Commissioners Laura Wood, Jamie Melcher, and Eva Jurney appeared to be against granting the variance.

“My only concern is that for a variance, one of the conditions is that it’s not a self-imposed reason,” Wood said. “And regardless of this nice plan, there can be a different plan that does not self-impose this need. I do like the plan, and I sympathize with having that three feet for an awkward lot making the dream plan not possible. But unfortunately I don’t feel like I can approve it.”

Melcher said “I don’t feel it meets our criteria for granting a variance. There still could be development of a duplex on that lot to where it still looks nice, just not that design.”

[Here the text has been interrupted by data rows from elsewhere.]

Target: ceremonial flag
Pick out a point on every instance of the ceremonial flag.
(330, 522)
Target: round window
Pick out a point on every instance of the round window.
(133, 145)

She added that “I just don’t feel like we can make a decision based on things that may or may not happen in the future. And I don’t think that we could bend our standards that we have adopted for something bigger, where there’s more money to be made, when something could be suitable for that property, and we wouldn’t need to be here this evening making a decision on this.”

Jurney said “We’ve been in this position before with other applicants, and for me again the bottom line is, does this fit the definition of what the variance is? That’s kind of the bread and butter of our zoning ordinance. And I know that a duplex is allowed on the corner, and it’s a good way to use space.”

Meanwhile, Commissioners Todd Branson, Nancy White and Henry Wolthuis appeared to be in favor of granting the variance.

“It’s going to take a lot of convincing to convince me that we shouldn’t approve it,” Branson said. “We’re talking about three feet of a road that may or may not ever be developed. Progression is always talked about, but when we have the opportunity to do it, we sit here and banter over three feet.”

White said “I think because this road is a dead end and is never going to go anywhere, and we do want these type of situations cleaned up and we need housing… I know we have the codes for a reason. And the idea of the variance is because we see something that we can allow a little bit in those codes. I think this is a good reason for that. I don’t think three feet is going to make a difference in traffic or safety. And if it means that we have the junk pile cleaned – I hate these junk piles – I think that we should allow it.”

Wolthuis agreed, saying “I tend to agree with Nancy. I think her reasoning is all good. It’s a dead end street. They’re not going to go anywhere.”

Chair Jeffrey Parker was not present at the meeting.

The planning commission next meets at 6:30 p.m. on Thursday, Sept. 21 at City Hall.